Where does the Easter bunny come from?
So, how did we get to a point where there are bunnies everywhere on Easter? The exact origin of the Easter bunny is lost, but many assert it's the result of a strong connection between Germanic pagan traditions and Christianity.
It's been suggested that many early Christians were thinly veiled pagans, and they continued to worship the Teutonic deity Eostre, which is kind of right there in the word Easter. Pagans celebrated the goddess of spring and fertility with a spring festival. Additionally, Eostre was closely associated with rabbits.
However, some argue that though this story isn't impossible, there isn't much evidence to support how widespread it's become. There's actually only one mention of Eostre in historical documents. That's found in Bede the Venerable's "The Reckoning of Time," as noted by The Guardian's Adrian Bott who questions the validity of the Easter bunny's pagan origins.

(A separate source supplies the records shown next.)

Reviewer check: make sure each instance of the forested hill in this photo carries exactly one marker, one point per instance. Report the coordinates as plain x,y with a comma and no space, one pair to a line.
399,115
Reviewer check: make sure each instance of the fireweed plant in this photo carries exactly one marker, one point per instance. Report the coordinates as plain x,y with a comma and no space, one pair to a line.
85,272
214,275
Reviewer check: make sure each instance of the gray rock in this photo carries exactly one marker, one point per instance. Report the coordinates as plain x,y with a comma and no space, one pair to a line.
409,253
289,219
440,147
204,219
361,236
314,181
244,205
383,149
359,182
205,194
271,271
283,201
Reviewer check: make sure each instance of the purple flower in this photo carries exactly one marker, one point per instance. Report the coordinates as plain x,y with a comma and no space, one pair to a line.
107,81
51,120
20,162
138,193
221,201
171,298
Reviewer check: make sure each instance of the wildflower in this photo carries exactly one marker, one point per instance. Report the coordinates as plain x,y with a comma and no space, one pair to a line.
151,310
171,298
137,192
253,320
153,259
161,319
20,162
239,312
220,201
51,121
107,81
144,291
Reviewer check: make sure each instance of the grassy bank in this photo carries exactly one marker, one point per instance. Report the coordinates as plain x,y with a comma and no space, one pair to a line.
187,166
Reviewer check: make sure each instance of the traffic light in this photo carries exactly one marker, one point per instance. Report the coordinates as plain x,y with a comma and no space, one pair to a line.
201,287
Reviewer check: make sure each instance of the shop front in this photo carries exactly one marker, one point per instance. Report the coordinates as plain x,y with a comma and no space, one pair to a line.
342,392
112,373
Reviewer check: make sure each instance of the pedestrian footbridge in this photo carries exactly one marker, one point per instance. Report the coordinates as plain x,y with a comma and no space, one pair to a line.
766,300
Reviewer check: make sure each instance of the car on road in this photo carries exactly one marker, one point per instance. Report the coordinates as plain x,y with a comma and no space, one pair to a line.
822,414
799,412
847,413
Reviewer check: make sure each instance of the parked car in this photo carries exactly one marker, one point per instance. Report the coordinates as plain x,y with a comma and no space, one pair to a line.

Other accounts note that a rabbit's ability to get pregnant while it's already pregnant and its longstanding association with fertility created a belief that hares were hermaphroditic and capable of virgin births, per Lifehacker. It's a short route from there to being associated with the Virgin Mary and the Holy Trinity.
Whatever its origin, the Easter Bunny is believed to have arrived in America at some point in the 1700s, according to History.com. It came with German immigrants who settled in Pennsylvania. They called the strange mammal "Osterhase" or "Oschter Haws" and put out handmade nests for the freaky rabbit to lay its multi-colored eggs.